Now I’m not sure what to do with that information. I’m pretty sure he’s wrong, I mean how many Virgin Marys does one world need, anyway? Grandma says Jesus will come again to judge the quick and the dead. She says quick means living. I don’t see why Jesus would need to actually go through that whole being born thing again, though, I mean he’s already been here once, you know?

But here’s the thing. Now I’m obsessed with Mary, which is a problem because we are not Catholic, and Mary is for the Catholics, and being a Catholic would be just as bad as being a Mormon. Dad actually said to me, “I’d rather you marry a BLACK man than a Catholic!” And he was just standing in the kitchen that time; he hadn’t even gone into the living room with the Salems and the tumbler yet. So, there’s the problem with Mary. Liking her is opening a whole can of worms.

The Catholics worship Mary, Mom says. We are only supposed to worship God, and possibly his only son, Jesus, but that’s it. The rest are false gods, and you don’t even need to put a capital “g” in gods because they are not even important. That is one thing that Mom and Grandma definitely agree on: false gods. People that wear a lot of make up and spend a lot of time in front of the mirror are vain, and making beauty their false god, too. Pretty much anything can be a false god, anything that makes you forget about God with a capital “G.”

“Dad,” I asked him once, “why don’t you like the Catholics?”

“Because of the pope,” he said, “and how the pope won’t let them use birth control.”

I know all about birth control, we learned about it last year in 5th grade. I also know that Mom and Dad practice the only 100% reliable method: abstinence. That’s because Dad sleeps upstairs, and Mom sleeps downstairs, and you have sex right before you fall asleep at night, so that’s how I know.

Maybe if Dad had said he’d rather I marry a Catholic than a black, I’d be obsessed with African Americans.
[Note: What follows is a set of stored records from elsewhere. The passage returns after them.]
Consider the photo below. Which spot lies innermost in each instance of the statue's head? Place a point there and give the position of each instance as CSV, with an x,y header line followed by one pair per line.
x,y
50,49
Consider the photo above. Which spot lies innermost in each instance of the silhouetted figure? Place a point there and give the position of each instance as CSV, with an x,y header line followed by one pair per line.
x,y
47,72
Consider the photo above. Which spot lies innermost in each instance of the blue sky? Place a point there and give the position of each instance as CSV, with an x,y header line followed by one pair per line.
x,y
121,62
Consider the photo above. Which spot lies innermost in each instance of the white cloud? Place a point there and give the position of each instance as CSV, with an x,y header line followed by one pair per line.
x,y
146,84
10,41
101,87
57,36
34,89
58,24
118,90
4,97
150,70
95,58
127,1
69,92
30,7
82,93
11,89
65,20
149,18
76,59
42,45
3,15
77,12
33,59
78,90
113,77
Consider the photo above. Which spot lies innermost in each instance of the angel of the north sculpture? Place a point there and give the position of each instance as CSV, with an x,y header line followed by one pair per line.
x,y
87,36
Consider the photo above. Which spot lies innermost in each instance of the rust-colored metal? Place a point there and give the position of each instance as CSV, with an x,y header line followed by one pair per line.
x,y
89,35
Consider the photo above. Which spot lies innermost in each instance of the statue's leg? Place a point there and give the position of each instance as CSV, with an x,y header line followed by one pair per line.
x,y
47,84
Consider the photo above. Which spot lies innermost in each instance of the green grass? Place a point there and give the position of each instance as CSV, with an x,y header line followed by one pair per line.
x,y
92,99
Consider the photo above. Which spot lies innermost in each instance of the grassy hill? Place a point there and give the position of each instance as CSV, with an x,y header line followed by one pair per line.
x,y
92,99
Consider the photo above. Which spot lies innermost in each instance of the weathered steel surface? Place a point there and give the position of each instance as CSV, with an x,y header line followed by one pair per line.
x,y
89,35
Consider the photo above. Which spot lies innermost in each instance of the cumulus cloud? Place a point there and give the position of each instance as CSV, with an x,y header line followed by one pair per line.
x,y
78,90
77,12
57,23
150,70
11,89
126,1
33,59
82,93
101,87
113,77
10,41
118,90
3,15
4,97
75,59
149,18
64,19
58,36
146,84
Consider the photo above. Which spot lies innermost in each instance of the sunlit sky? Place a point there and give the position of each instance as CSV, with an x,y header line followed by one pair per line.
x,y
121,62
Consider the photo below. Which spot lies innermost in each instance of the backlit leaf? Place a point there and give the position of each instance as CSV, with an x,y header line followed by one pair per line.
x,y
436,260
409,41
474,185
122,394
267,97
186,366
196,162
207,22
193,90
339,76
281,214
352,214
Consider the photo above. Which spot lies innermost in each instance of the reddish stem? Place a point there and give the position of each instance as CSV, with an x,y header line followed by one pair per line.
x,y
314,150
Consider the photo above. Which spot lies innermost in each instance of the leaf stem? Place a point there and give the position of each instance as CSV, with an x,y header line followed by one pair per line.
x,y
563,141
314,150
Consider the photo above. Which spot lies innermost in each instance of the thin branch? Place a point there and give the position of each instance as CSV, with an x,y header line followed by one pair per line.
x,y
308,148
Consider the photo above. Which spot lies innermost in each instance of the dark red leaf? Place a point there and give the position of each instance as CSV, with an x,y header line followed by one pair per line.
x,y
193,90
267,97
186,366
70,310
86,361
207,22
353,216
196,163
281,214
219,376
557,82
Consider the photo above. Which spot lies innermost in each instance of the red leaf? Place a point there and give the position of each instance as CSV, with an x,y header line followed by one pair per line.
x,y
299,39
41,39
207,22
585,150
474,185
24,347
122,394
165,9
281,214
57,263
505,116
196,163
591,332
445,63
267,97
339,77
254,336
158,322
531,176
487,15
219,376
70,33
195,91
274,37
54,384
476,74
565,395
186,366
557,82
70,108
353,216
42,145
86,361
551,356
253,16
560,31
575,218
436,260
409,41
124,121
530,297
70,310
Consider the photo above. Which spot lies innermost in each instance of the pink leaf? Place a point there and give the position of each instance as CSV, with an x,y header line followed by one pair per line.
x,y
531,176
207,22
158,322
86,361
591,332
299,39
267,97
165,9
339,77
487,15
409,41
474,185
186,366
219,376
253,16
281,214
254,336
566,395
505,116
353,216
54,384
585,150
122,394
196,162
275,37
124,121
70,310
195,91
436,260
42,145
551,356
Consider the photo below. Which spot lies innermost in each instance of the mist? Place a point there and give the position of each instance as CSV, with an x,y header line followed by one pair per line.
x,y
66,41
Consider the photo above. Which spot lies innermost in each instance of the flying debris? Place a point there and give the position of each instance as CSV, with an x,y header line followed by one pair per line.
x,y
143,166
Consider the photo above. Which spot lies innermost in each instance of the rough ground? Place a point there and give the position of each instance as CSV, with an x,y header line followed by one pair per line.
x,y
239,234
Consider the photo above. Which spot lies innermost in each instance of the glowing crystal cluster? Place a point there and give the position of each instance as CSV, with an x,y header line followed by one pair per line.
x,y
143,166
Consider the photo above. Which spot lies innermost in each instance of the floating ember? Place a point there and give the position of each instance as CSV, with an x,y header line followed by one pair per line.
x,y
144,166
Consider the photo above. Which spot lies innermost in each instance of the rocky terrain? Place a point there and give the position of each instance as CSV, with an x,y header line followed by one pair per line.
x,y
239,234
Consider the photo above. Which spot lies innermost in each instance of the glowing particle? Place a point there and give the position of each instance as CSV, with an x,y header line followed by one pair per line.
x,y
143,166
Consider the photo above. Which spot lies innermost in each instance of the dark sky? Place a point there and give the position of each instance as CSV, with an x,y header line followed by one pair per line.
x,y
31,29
Maybe if he'd said I was going to be the next Amelia Earhart I'd be preoccupied with flight. Maybe I’ll never know. But from that moment on, I wanted to know more and more about Mary, and if Catholics were my route to her, I would put myself on that path, however round about.

* Photo from


Anonymous said...

Your story brought me back to my own childhood, not the drinking, but the dad sitting there, alone, brooding, absent.

Anonymous said...

Wow what a well written story - it's like I was there watching it happen!!

jess wilson said...

Thank you for sharing this, Carrie. It's riveting writing.

Deb Shucka said...

The abstinence thing made me laugh out loud! And I love the connection with that particular Judy Blume book, and the fact that you'd risk messing with your dad's space to get it.

The perfect introduction to your relationship with Mary.

Nancy said...

What I love most about your childhood writings is that the voice is so genuine; its young and innocent and totally you. Great writing. If this were the opening to a book, I would feel as though I found a great one to curl up with.

Ask Me Anything said...

She's baaaccckkk!

Wanda said...

Wow. Powerful.

Jerri said...

I can smell the cigarette smoke, Carrie. And the sweat and the fear.

Take an A.

Tanya @ TeenAutism said...

Evocative. Amazing how these events shape us, and you describe them so well.

marge said...

Couldn't put it down. Well written. Smelled the air, felt the tension and laughed out loud.

Amber said...

Oh, I love this! Everything about it. You are so good.


She said...

Awesome rendering and very believable and authentic child's voice! We could have grown up in the same house, you know!

Good thing we will be growing old together! said...

Wow Carrie. I could see the whole thing. The bean bag ash tray. The crazy eyes. The tumbler.


Alicia (aka Dr. Mom) said...

this was great. I was enthralled from beginning to end!

Laurie said...

Carrie, this is a stunning piece--a perfect short story in itself--a microstory. It's perfect, and it's meaningful. Thank you.